8 Novembre 2017

Cameroun: Code vestimentaire - Des étudiants interdits d'accès à l'Université de Soa

Un porte-document à la main, Théodore T., étudiant à la Faculté des sciences économiques et de gestion de l'Université de Yaoundé II-Soa, n'est pas autorisé à entrer au campus ce mardi 31 octobre. Il est drapé d'un survêtement et d'une paire de tennis. «Vous ne pouvez pas entrer ici avec cette tenue», tranche l'agent de la police campus posté à l'entrée principale de cette institution académique.

Camille Elouna, étudiante en droit a, elle aussi, déjà subi à deux reprises les conséquences des tenues non conformes. «Toute nouvelle à Soa, je ne savais pas qu'il y avait un code vestimentaire à respecter. Je suis arrivée avec une longue robe décolletée. Mais, le vigile m'a refoulée dès l'entrée du campus», se souvient encore cette jeune étudiante qui, n'avait pourtant pas eu le réflexe de s'imprégner du code vestimentaire exigé en 2015 par Oumarou Bouba, alors recteur de l'Université de Yaoundé II-Soa. Le lendemain, elle est à nouveau interdite d'accès pour s'être vêtue d'un pantalon jeans destroy.

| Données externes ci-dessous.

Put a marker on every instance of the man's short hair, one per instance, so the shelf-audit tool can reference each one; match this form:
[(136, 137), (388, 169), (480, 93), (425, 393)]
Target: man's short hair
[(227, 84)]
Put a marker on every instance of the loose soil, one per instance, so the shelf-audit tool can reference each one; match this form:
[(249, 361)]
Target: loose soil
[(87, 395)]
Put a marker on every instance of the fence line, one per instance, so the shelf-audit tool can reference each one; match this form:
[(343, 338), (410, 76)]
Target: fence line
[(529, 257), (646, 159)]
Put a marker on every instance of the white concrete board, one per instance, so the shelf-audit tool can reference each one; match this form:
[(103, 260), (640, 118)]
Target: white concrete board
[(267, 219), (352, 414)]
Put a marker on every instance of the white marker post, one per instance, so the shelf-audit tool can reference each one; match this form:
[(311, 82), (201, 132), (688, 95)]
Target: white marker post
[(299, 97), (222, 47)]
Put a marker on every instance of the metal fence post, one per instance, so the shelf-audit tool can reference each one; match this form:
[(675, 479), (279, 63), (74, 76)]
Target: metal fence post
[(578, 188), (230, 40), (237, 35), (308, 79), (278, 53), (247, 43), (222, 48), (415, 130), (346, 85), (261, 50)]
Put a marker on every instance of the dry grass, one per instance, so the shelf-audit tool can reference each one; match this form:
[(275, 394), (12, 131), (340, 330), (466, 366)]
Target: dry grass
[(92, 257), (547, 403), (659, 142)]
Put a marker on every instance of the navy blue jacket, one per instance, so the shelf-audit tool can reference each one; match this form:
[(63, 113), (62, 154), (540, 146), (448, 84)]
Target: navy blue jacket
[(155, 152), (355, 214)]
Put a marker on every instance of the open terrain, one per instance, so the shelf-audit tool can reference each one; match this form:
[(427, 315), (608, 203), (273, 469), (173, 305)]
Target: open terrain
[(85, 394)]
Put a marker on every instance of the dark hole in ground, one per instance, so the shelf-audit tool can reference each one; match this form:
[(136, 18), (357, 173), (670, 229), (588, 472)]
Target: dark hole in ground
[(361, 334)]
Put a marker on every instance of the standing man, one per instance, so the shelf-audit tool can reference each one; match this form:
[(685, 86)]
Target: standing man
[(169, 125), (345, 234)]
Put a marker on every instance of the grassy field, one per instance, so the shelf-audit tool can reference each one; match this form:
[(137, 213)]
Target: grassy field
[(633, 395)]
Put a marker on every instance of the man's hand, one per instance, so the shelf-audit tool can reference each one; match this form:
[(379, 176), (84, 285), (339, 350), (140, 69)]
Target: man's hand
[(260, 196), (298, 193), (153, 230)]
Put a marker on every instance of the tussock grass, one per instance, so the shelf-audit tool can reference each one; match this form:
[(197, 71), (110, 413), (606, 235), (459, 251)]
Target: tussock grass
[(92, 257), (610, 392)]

«Lorsque je suis arrivée au campus le jour d'après, j'ai pris connaissance du listing des vêtements autorisés à l'université avant de me rendre à l'amphi », avoue Camille Elouna. Ceux des étudiants qui parviennent à échapper à l'oeil vigilant des agents postés à l'entrée du campus ne jubilent pas longtemps.

«Compte tenu qu'il y a également une entrée au complexe sportif, certains étudiants mal vêtus passent par là. Mais, une fois que nous les appréhendons au sein du campus, nous leur demandons de ressortir», explique un vigile. Les agents de la police campus qui sont chargés du contrôle appliquent une circulaire qu'avait signée Oumarou Bouba sur le code vestimentaire à l'Université de Yaoundé II-Soa.

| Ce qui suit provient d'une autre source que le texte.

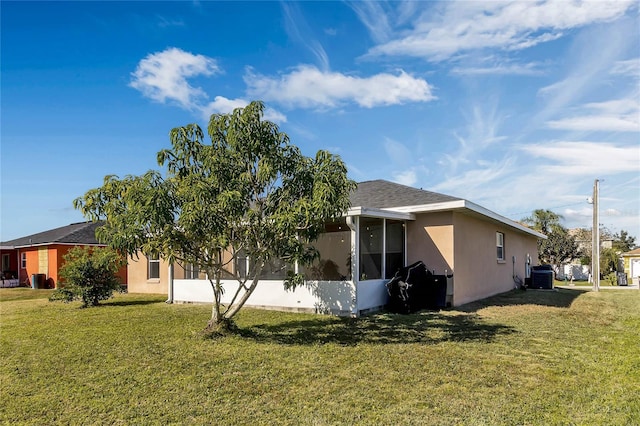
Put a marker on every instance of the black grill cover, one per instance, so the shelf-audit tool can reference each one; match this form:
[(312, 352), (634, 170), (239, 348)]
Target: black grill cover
[(414, 288)]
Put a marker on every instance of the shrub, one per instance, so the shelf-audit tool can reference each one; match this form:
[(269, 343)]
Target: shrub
[(90, 275)]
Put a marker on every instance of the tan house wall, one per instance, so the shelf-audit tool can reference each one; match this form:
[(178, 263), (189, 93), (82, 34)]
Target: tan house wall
[(137, 276), (430, 239), (478, 273), (466, 245), (137, 281)]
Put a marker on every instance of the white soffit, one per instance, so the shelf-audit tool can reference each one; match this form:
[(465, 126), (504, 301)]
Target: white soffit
[(466, 205), (381, 213)]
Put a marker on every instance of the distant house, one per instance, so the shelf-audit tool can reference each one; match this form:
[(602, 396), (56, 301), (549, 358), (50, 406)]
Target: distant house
[(388, 226), (631, 260), (35, 260)]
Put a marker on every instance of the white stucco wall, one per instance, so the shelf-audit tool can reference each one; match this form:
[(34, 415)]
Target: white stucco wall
[(335, 297), (372, 294)]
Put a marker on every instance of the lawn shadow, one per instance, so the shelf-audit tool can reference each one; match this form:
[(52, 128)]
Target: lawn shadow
[(427, 327), (557, 298), (383, 328), (128, 302)]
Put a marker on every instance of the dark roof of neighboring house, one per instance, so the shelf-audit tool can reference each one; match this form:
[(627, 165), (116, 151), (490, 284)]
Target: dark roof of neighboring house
[(384, 194), (76, 233)]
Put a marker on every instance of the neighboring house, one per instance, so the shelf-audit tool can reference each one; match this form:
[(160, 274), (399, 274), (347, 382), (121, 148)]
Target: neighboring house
[(631, 260), (39, 257), (388, 226)]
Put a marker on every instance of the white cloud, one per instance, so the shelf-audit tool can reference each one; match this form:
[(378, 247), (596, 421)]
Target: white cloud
[(564, 158), (222, 105), (298, 30), (621, 115), (162, 76), (464, 26), (630, 67), (308, 87)]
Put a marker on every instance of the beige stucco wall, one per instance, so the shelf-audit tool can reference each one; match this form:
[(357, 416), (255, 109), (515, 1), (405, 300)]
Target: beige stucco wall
[(137, 275), (478, 273), (466, 245), (430, 239), (137, 281)]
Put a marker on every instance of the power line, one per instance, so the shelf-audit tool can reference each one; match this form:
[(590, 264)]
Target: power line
[(510, 215)]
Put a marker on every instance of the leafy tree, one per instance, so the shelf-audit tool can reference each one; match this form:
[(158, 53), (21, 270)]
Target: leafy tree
[(543, 220), (90, 275), (250, 192), (609, 259), (623, 242), (560, 246)]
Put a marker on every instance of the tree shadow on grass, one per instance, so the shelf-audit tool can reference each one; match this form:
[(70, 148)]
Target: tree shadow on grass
[(129, 302), (457, 325), (384, 328), (557, 298)]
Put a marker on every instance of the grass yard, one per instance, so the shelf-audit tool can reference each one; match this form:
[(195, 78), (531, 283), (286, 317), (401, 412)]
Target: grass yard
[(526, 358)]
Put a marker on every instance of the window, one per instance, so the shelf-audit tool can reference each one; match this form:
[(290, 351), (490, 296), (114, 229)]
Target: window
[(153, 267), (334, 247), (275, 269), (191, 272), (500, 246), (371, 233)]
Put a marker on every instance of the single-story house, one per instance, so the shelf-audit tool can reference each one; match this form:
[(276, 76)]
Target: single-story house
[(631, 260), (388, 226), (35, 260)]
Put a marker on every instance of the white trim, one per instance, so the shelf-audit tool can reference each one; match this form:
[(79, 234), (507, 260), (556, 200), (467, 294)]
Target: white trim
[(58, 244), (381, 213), (466, 205)]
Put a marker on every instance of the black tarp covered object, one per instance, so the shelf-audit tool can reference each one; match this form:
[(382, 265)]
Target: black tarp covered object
[(414, 288)]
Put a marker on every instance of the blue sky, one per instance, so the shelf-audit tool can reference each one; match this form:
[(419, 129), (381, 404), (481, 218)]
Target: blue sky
[(514, 106)]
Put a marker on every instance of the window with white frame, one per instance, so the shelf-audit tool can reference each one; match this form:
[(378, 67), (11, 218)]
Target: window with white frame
[(382, 243), (191, 271), (153, 267), (500, 246)]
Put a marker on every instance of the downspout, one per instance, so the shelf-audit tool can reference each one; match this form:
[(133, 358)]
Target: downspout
[(170, 284), (352, 223)]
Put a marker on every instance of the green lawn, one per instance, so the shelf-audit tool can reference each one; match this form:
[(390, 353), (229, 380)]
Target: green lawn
[(526, 358)]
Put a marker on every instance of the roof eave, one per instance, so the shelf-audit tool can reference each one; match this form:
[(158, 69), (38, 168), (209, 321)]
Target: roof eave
[(466, 205), (380, 213)]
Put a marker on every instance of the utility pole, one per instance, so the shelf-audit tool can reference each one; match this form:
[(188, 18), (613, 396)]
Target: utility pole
[(595, 236)]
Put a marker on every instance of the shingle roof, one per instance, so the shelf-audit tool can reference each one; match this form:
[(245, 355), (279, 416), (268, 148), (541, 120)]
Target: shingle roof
[(635, 252), (76, 233), (383, 194)]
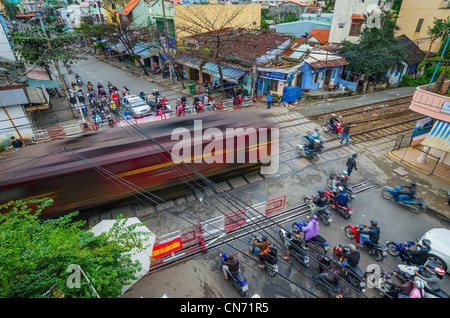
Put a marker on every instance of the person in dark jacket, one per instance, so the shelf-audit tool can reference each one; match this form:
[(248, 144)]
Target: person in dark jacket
[(231, 264), (346, 133), (351, 164), (371, 235)]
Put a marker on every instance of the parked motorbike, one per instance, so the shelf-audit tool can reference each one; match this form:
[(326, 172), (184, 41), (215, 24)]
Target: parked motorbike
[(412, 269), (338, 130), (270, 262), (322, 213), (377, 251), (415, 205), (239, 281), (294, 247), (342, 209), (318, 242), (398, 249), (354, 275), (332, 184), (334, 289)]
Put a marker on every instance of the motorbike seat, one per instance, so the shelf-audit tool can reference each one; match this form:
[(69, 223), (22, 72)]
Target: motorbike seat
[(439, 293)]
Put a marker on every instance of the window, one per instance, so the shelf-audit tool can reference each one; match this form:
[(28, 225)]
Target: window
[(419, 25), (355, 28)]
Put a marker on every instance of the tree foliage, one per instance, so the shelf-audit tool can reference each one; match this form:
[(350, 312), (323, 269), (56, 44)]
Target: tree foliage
[(35, 254), (374, 50)]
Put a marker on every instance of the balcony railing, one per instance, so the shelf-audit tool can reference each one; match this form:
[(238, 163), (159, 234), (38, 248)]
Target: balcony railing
[(431, 104)]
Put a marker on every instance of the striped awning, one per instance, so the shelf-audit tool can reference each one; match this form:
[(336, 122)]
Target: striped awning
[(229, 73), (439, 136)]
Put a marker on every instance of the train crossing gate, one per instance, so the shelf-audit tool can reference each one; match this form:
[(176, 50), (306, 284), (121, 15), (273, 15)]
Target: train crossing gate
[(176, 245)]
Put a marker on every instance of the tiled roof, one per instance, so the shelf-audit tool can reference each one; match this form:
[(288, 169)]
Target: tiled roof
[(129, 7)]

Circulaire encore d'actualité, malgré la nomination d'un nouveau recteur en la personne de Adolphe Minkoa She. La note proscrit alors, en ce qui concerne les étudiantes, les robes et les mini-jupes ne dépassant pas les genoux, les jeans taille basse ou déchirés, les vêtements laissant transparaitre les sous-vêtements ou les dessous, les collants, les culottes et les démembrés, les piercing et les chaines autour du pied, les coiffures extravagantes ou fantasques, les fards luxuriants, grossiers ou vulgairement ostensibles, les babouches, sandales et autres chaussures rendant visibles plusieurs doigts et les talons aiguilles.

Une mesure qui, explique-t-on à la cellule de communication de l'université, permet de donner au campus une image sérieuse. Le but visé ici est également la promotion des comportements vertueux et une éthique convenable en milieu universitaire. Si à l'Université de Yaoundé II-Soa le contrôle est de mise, ce n'est pas le cas à l'Université de Yaoundé I. Plusieurs étudiantes sont d'ailleurs aperçues ce 31 octobre dans l'enceinte du campus avec des tenues extravagantes.

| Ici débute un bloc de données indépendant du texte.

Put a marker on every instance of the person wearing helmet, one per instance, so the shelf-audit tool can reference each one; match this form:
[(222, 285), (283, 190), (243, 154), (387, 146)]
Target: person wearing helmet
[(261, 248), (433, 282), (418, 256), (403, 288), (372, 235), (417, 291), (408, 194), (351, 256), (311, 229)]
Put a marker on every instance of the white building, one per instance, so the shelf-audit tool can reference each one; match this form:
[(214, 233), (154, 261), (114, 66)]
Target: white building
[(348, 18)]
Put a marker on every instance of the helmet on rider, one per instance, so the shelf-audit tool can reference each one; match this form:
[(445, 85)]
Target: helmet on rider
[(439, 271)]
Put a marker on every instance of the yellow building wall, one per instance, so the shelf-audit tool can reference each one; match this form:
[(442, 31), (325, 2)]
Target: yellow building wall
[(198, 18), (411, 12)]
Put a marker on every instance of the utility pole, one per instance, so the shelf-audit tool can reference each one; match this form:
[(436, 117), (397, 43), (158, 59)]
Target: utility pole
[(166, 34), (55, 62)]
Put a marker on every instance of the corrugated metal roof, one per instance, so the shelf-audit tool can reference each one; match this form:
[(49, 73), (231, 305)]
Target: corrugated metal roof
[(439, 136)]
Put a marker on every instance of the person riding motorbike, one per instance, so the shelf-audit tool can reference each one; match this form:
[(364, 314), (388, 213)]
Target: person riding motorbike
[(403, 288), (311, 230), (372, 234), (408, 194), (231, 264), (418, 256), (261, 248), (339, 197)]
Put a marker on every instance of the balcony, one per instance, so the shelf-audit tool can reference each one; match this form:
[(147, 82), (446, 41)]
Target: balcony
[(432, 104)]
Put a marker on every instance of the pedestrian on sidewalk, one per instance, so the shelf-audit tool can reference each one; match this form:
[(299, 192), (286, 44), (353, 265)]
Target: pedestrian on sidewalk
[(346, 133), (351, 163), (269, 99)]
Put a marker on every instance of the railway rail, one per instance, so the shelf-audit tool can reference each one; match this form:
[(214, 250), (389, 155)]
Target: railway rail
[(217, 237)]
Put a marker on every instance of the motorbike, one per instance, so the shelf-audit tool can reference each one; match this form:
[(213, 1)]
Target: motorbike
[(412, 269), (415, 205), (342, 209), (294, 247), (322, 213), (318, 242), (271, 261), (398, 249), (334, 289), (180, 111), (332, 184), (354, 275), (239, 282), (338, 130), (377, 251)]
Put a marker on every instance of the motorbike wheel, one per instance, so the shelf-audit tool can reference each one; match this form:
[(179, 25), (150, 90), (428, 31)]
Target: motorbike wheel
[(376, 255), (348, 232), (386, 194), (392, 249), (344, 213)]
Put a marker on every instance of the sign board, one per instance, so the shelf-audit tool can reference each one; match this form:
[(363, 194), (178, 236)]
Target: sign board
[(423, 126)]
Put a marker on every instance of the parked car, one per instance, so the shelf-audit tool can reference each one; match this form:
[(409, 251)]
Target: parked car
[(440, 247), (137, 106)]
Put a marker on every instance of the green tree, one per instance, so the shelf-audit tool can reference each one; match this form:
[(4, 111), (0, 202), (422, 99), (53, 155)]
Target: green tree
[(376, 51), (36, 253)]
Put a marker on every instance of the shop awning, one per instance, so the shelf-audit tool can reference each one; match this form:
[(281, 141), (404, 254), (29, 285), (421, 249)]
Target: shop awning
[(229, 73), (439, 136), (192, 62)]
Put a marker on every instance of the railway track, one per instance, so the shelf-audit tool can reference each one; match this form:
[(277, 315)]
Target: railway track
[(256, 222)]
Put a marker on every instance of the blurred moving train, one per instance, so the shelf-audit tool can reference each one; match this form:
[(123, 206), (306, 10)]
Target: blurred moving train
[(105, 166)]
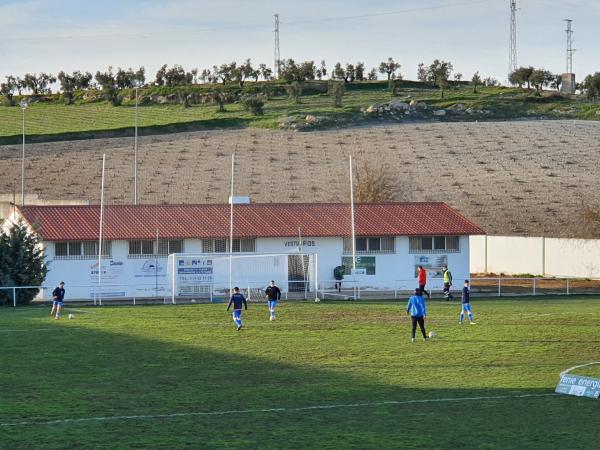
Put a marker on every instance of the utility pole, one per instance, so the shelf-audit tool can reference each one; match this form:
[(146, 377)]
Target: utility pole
[(277, 56), (570, 50), (512, 55)]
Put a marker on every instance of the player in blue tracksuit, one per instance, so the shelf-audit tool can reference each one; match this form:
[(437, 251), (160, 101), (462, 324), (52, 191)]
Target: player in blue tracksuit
[(417, 309), (273, 294), (237, 300), (466, 305)]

Les agents chargés de veiller au respect du dress code ont fini par se résigner. «Quand nous leur demandons de ne pas entrer, elles pensent que nous leur faisons du mal. Et, lorsque nous constatons que certaines étudiantes s'entêtent, nous ne leur refusons l'accès car nous savons à quoi elles s'exposent.

Non seulement elles n'avancent pas avec les études, mais elles sont exposées au harcèlement sexuel des professeurs, tout comme elles peuvent se faire violer par les groupuscules de fumeur de chanvre qu'on retrouve à certains endroits du campus», indique un vigile du campus.